Example AI Prompts To Get You Started (And To Avoid)
Good prompts are: direct, clear, and performance-focused.
- What are some post-competition questions I should ask myself to help me reflect on my performance?
- I’d like to learn more about imagery and how it can benefit my performance. Can you provide me with some information on what imagery is and how it can help me perform better?
Potentially harmful prompts are: vague, lacking details, and on topics you should seek professional help for.
- I’ve been feeling really depressed lately. What should I do?
- This past week has really been a struggle. When will things get better?
If I have x symptoms, what might be my mental health diagnosis?
References
Cheng, M., Lee, C., Khadpe, P., Yu, S., Han, D., & Jurafsky, D. (2026). Sycophantic AI decreases prosocial intentions and promotes dependence.
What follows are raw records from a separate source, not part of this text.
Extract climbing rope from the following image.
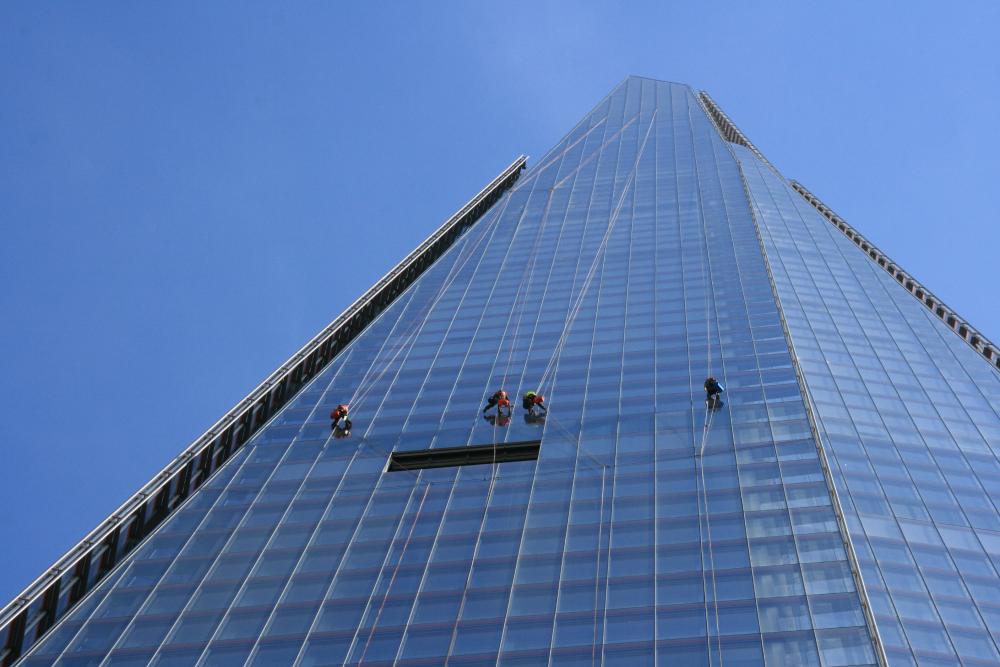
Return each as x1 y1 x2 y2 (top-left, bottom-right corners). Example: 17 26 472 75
688 95 724 667
348 192 513 418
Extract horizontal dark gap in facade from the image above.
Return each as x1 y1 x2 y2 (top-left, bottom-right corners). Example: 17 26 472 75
387 440 542 472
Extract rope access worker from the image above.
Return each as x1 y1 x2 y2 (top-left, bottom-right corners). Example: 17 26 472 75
483 389 511 417
521 391 549 417
330 403 351 431
705 377 726 408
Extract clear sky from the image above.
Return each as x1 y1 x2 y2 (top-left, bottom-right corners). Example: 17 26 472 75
0 0 1000 605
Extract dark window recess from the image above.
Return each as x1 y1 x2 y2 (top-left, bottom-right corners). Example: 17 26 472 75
387 440 542 472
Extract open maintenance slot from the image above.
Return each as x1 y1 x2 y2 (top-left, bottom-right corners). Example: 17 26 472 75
386 440 542 472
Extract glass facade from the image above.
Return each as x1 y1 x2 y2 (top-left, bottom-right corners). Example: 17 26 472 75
734 146 1000 665
18 77 1000 667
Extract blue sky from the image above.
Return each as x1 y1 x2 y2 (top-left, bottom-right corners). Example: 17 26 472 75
0 0 1000 604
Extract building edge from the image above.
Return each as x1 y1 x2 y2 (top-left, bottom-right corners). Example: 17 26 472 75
698 91 889 667
0 155 527 667
788 180 1000 378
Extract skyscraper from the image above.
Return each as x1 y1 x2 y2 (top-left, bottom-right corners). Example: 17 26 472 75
0 77 1000 667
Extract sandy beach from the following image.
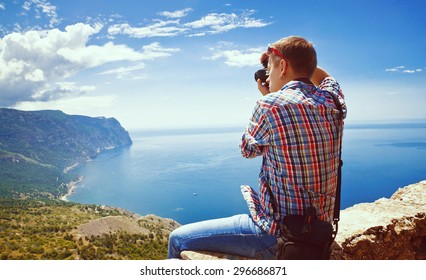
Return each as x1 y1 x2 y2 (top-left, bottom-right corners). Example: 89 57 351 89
61 176 84 201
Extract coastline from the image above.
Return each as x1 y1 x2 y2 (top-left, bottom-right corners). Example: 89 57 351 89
60 176 84 202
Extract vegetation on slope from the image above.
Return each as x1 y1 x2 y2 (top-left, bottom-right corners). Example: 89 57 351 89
0 199 175 260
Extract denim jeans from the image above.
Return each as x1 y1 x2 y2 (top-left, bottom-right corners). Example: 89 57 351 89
168 214 277 259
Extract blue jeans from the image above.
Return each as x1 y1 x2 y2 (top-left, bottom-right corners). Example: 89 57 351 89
168 214 277 259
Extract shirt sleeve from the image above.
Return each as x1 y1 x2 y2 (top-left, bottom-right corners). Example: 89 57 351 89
240 101 270 158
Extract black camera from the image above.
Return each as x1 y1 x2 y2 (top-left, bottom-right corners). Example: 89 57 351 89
254 56 268 84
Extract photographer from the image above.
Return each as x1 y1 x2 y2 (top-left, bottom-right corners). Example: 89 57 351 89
169 36 346 259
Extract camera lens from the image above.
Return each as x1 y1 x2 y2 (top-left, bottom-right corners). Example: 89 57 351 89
254 69 268 83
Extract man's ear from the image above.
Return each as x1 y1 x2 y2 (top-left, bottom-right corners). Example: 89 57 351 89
280 59 288 79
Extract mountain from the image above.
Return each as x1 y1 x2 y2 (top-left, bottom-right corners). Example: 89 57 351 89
0 108 132 197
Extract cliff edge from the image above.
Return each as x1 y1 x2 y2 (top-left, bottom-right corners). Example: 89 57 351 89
332 181 426 260
181 181 426 260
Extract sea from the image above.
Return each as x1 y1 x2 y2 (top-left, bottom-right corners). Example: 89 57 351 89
68 121 426 224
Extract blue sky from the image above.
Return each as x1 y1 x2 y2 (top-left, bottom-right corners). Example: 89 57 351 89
0 0 426 130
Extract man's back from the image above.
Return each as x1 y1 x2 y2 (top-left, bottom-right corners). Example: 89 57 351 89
241 77 344 232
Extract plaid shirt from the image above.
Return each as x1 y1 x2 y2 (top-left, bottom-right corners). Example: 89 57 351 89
240 77 346 235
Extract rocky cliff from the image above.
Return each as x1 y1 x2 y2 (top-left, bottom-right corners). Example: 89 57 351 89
182 181 426 260
0 108 132 196
332 181 426 260
0 109 132 166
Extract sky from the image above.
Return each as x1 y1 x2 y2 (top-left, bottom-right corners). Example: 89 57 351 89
0 0 426 130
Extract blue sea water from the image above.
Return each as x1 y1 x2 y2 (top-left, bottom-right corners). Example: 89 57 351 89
68 123 426 224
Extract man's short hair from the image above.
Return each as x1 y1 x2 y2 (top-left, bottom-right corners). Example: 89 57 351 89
272 36 317 78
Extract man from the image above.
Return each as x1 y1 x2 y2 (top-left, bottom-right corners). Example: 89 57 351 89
169 36 346 259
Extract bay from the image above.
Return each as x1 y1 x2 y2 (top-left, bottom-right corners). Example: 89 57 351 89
68 123 426 224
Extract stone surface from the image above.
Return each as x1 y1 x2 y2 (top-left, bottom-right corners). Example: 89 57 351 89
182 181 426 260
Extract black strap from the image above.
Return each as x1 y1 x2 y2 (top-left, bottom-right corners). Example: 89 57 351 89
266 78 344 228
Science, 391(6792). https://doi.org/10.1126/science.aec8352
Fang, C.M., Liu, A.R., Danry, V., Lee, E., Chan, S., Pataranuaporn, P., Maes, P., Phang, J., Lampe, M., Ahmad, L., & Agarwal, S. (2025). How AI and human behaviors shape psychosocial effect of chatbot use: A longitudinal randomized controlled study. [Preprint].
Iftikhar, Z., Xiao, A., Ransom, S., Huang,J., & Suresh, H. (2025) How LLM counselors violate ethical standards in mental health practice: A practitioner-informed framework. Proceedings of the AAAI/ACM Conference on AI, Ethics, and Society, 8 (2): 1311 https://doi.org/10.1609/aies.v8i2.36632
Li, R.-N., Folk, D., Singh, A., Ungar, L., & Dunn, E. W. (2026). Is a random human peer better than a highly supportive chatbot in reducing loneliness over time? Journal of Experimental Social Psychology, 125, 104911. https://doi.org/10.1016/j.jesp.2026.104911
Loveys, K., Fricchione, G., Kolappa, K., Sagar, M., & Broadbent, E. (2019) Reducing patient loneliness with artificial agents: design insights from evolutionary neuropsychiatry. Journal of medical Internet research, 21(7).
Moore, J., Grabb, D., Agnew, W., Klyman, K., Chancellor, S., Ong, D. C., & Haber, N. (2025). Expressing stigma and inappropriate responses prevents llms from safely replacing mental health providers. Proceedings of the 2025 ACM Conference on Fairness, Accountability, and Transparency, 599–627. https://doi.org/10.1145/3715275.3732039
Papagianni, K., & Spatoula, V. (2025) AI Chatbot Use and Psychosocial Outcomes: A Quantitative Study of Loneliness and Social Isolation in Generation Z. [Preprint].